37 . The process of claim 22 , wherein the solvent composed by aqueous solvent of step a1.1 and organic solvent of step a1.3 having Hildebrand solubility of 38 (MPa) 0.5 , and wherein the solvent is a mixture of acetone and buffer solution with pH=4, and the pancreatin in step a1.1 is in concentration of 0.1 g/mL.
38 . The process of claim 22 , wherein the solvent composed by aqueous solvent of step a1.1 and organic solvent of step a1.3 having Hildebrand solubility of 38 (MPa) 0.5 , and wherein the solvent is a mixture of ethanol and buffer solution with pH=4, and the pancreatin in step a1.1 is in concentration of about 0.1 g/mL.
39 . The process of claim 22 , wherein the solvent composed by aqueous solvent of step a1.1 and organic solvent of step a1.3 having Hildebrand solubility of 38 (MPa) 0.5 , and wherein the solvent is a mixture of acetone and buffer solution with pH=7, and the pancreatin in step a1.1 is in concentration of about 0.3 g/mL.

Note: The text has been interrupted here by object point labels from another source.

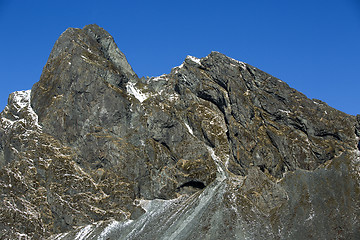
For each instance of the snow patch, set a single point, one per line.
(113, 225)
(219, 165)
(189, 129)
(20, 102)
(131, 89)
(284, 111)
(159, 78)
(194, 59)
(242, 64)
(83, 233)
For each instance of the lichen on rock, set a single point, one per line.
(215, 149)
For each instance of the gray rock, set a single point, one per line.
(214, 149)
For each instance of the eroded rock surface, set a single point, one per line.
(216, 149)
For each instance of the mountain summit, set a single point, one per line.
(216, 149)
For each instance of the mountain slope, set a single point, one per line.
(214, 149)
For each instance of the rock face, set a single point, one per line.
(216, 149)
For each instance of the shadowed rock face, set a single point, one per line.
(216, 149)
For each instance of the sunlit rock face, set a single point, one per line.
(216, 149)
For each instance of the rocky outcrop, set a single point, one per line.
(214, 149)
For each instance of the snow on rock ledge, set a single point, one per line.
(19, 113)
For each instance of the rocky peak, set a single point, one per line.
(215, 149)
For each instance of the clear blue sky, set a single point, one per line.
(313, 45)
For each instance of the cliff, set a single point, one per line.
(216, 149)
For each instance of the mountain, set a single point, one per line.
(216, 149)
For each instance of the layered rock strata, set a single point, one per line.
(214, 149)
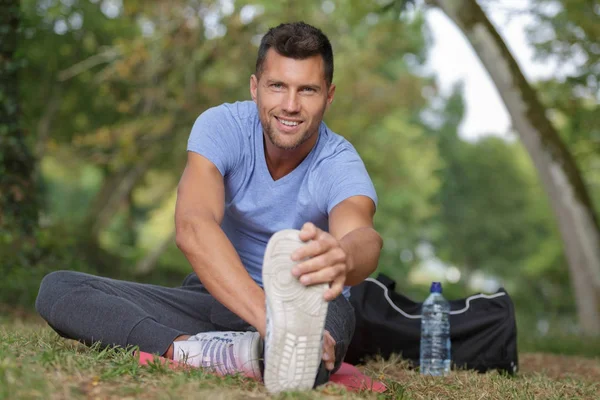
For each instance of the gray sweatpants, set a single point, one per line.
(94, 309)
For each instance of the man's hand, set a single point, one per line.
(328, 350)
(327, 261)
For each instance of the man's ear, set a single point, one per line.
(330, 94)
(253, 86)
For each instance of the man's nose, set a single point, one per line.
(291, 104)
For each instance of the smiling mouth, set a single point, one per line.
(288, 122)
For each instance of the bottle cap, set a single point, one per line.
(436, 287)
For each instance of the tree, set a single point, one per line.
(558, 172)
(18, 201)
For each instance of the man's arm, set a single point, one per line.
(198, 215)
(347, 254)
(351, 222)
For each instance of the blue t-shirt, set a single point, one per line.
(256, 206)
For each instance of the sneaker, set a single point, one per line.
(295, 319)
(225, 353)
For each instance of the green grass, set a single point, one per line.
(35, 363)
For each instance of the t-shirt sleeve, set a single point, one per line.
(216, 136)
(344, 177)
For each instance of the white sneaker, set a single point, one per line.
(226, 353)
(295, 319)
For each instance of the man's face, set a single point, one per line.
(292, 96)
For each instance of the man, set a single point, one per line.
(256, 173)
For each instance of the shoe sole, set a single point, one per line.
(295, 319)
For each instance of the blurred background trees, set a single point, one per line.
(109, 91)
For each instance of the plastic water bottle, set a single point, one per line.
(435, 333)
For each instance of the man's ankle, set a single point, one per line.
(169, 353)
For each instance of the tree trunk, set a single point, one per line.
(18, 200)
(556, 167)
(148, 263)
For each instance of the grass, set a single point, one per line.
(35, 363)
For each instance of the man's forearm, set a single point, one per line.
(220, 269)
(362, 247)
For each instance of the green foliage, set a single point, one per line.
(108, 102)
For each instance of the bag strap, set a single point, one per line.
(387, 281)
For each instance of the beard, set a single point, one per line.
(276, 139)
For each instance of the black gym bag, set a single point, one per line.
(483, 329)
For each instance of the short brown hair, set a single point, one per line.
(299, 41)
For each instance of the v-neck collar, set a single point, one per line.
(260, 144)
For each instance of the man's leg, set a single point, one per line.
(340, 323)
(91, 309)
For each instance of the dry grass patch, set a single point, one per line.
(37, 364)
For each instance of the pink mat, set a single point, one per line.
(348, 375)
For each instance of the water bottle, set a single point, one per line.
(435, 333)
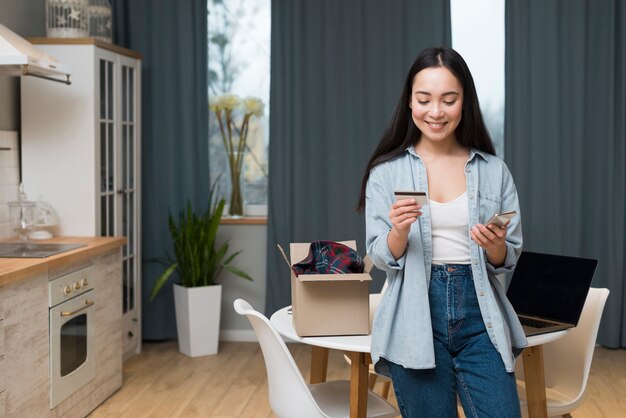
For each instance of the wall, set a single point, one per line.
(26, 18)
(252, 241)
(9, 178)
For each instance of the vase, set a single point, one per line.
(235, 209)
(198, 319)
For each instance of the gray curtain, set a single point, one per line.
(337, 73)
(565, 135)
(172, 36)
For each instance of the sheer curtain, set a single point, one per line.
(172, 36)
(337, 71)
(565, 136)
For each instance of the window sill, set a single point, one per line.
(246, 220)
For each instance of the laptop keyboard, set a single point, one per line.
(536, 323)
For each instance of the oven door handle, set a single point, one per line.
(88, 303)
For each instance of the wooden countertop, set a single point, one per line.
(16, 269)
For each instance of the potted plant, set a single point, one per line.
(199, 261)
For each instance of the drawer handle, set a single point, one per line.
(88, 303)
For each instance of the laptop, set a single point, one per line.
(549, 291)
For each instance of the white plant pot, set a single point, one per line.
(198, 319)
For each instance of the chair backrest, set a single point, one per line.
(288, 392)
(567, 361)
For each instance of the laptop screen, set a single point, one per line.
(551, 286)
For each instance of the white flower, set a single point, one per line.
(225, 102)
(252, 106)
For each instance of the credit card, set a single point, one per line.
(420, 197)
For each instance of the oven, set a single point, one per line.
(72, 334)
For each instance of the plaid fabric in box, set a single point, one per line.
(328, 257)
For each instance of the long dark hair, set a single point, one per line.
(402, 132)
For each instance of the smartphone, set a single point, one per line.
(420, 197)
(500, 219)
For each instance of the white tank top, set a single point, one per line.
(449, 222)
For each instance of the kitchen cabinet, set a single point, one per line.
(80, 153)
(25, 367)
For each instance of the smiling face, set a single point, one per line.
(436, 104)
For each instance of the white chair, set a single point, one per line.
(567, 361)
(289, 394)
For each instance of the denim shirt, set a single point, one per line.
(402, 331)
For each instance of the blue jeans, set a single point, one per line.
(467, 363)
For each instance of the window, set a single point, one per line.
(478, 35)
(239, 64)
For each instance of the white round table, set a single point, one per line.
(357, 347)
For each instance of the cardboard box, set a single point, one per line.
(328, 304)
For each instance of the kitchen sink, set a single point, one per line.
(34, 250)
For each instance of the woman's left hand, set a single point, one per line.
(492, 238)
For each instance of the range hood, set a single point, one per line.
(19, 57)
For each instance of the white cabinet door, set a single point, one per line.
(80, 152)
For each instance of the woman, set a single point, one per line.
(444, 326)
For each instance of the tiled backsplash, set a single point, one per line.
(9, 178)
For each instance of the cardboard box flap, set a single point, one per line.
(348, 277)
(298, 251)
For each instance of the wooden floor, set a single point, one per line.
(161, 382)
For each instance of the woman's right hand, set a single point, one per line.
(403, 213)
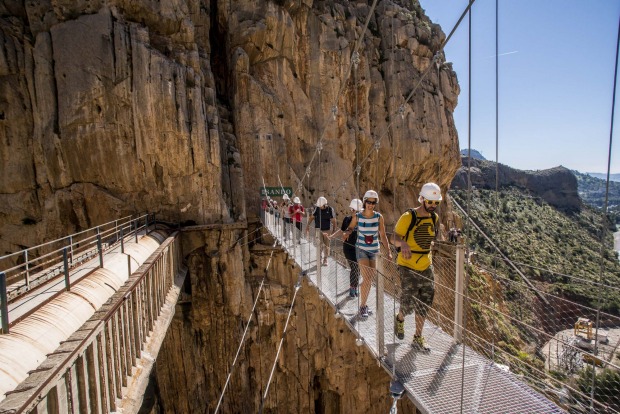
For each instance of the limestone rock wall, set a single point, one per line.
(185, 107)
(289, 67)
(320, 369)
(107, 109)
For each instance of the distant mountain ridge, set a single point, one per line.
(474, 154)
(603, 176)
(557, 186)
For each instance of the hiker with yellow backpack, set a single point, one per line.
(414, 232)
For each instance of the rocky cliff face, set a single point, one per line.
(186, 107)
(557, 186)
(319, 369)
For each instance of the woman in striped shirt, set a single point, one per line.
(370, 230)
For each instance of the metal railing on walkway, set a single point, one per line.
(22, 271)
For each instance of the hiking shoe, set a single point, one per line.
(419, 343)
(399, 328)
(365, 312)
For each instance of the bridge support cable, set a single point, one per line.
(275, 361)
(469, 78)
(245, 331)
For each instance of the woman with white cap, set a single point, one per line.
(297, 212)
(348, 247)
(370, 231)
(286, 203)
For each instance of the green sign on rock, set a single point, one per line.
(276, 191)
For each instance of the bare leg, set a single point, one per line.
(368, 269)
(419, 324)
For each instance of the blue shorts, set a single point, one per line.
(365, 254)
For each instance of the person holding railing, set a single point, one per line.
(297, 212)
(324, 219)
(413, 234)
(286, 203)
(348, 247)
(370, 230)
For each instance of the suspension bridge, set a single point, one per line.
(83, 317)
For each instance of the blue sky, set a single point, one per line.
(556, 70)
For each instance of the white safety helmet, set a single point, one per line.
(371, 194)
(356, 204)
(431, 191)
(322, 201)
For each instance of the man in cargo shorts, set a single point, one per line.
(414, 232)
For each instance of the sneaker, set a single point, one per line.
(365, 312)
(419, 343)
(399, 328)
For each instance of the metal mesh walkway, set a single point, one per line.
(451, 378)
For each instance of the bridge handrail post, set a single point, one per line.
(4, 304)
(66, 269)
(27, 263)
(99, 248)
(459, 291)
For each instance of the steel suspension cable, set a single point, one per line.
(604, 217)
(468, 199)
(275, 361)
(245, 331)
(496, 150)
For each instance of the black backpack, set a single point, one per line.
(414, 221)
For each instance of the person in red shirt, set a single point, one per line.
(297, 212)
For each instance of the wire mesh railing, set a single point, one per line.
(563, 350)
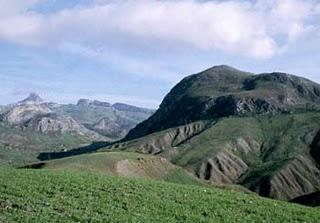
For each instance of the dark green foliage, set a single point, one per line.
(55, 196)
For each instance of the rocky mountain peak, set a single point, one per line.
(223, 91)
(33, 98)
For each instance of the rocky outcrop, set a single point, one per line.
(110, 127)
(53, 123)
(167, 140)
(33, 98)
(223, 91)
(299, 177)
(20, 114)
(87, 102)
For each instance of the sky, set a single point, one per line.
(135, 51)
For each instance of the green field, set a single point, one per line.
(62, 196)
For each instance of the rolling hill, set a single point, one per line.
(72, 196)
(229, 126)
(31, 127)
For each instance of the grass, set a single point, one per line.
(21, 146)
(61, 196)
(133, 165)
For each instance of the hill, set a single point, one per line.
(228, 126)
(31, 127)
(62, 196)
(133, 165)
(222, 91)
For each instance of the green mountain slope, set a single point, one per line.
(133, 165)
(267, 154)
(21, 146)
(222, 91)
(228, 126)
(62, 196)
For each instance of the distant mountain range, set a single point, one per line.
(27, 124)
(233, 127)
(224, 126)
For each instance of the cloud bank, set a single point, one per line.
(256, 29)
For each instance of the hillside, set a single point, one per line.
(32, 126)
(133, 165)
(222, 91)
(62, 196)
(228, 126)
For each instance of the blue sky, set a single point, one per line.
(136, 51)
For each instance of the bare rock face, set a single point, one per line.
(33, 98)
(223, 91)
(53, 123)
(24, 112)
(109, 127)
(87, 102)
(169, 139)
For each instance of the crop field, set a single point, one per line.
(74, 196)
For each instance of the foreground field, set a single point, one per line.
(61, 196)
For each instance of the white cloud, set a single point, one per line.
(240, 27)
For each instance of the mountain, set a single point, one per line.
(33, 98)
(227, 126)
(113, 121)
(223, 91)
(32, 126)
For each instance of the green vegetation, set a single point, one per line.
(20, 146)
(62, 196)
(127, 164)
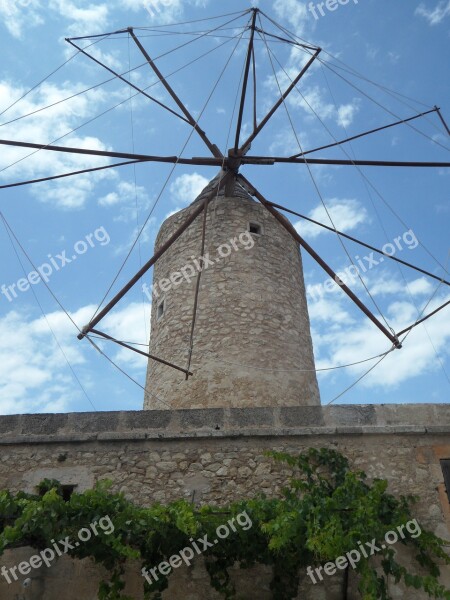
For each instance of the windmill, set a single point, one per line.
(259, 26)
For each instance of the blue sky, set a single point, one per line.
(88, 223)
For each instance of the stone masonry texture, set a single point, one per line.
(217, 456)
(252, 341)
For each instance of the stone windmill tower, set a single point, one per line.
(252, 343)
(233, 330)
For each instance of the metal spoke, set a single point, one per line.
(135, 87)
(92, 324)
(289, 227)
(212, 147)
(280, 101)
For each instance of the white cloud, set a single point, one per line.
(436, 15)
(44, 127)
(293, 11)
(186, 188)
(19, 14)
(130, 324)
(383, 286)
(92, 18)
(346, 215)
(161, 10)
(344, 344)
(34, 376)
(346, 114)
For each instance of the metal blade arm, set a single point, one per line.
(135, 87)
(289, 227)
(212, 147)
(280, 101)
(90, 326)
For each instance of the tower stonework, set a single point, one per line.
(252, 342)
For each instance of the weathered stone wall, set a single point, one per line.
(217, 455)
(252, 344)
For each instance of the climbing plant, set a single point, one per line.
(325, 511)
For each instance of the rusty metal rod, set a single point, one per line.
(52, 177)
(150, 263)
(135, 87)
(125, 345)
(442, 119)
(424, 318)
(128, 155)
(290, 228)
(360, 242)
(360, 135)
(219, 162)
(212, 147)
(245, 81)
(280, 101)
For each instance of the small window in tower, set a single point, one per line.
(255, 228)
(445, 466)
(160, 310)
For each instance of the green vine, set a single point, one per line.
(325, 511)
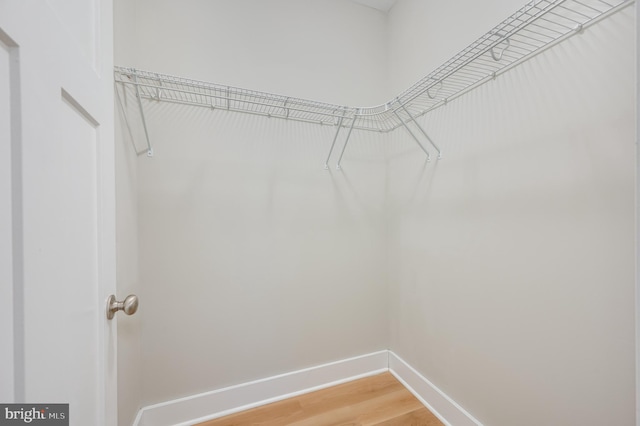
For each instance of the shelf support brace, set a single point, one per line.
(353, 123)
(412, 134)
(423, 132)
(335, 138)
(144, 121)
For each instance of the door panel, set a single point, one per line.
(62, 342)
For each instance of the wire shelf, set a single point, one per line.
(536, 26)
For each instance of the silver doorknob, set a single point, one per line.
(129, 305)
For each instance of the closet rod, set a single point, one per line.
(538, 25)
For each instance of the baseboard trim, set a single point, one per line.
(222, 402)
(439, 403)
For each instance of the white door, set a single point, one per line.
(57, 248)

40 . The process of claim 22 , wherein the solvent composed by aqueous solvent of step a1.1 and organic solvent of step a1.3 having Hildebrand solubility of 38 (MPa) 0.5 , and wherein the solvent is a mixture of acetone and buffer solution with pH=4, and the pancreatin in step a1.1 is in concentration of about 0.3 g/mL.
41 . The process of claim 22 , wherein the solvent composed by aqueous solvent of step a1.1 and organic solvent of step a1.3 having Hildebrand solubility of 38 (MPa) 0.5 , and wherein the solvent is a mixture of ethanol and buffer solution with pH=4, and the pancreatin in step a1.1 is in concentration of about 0.3 g/mL.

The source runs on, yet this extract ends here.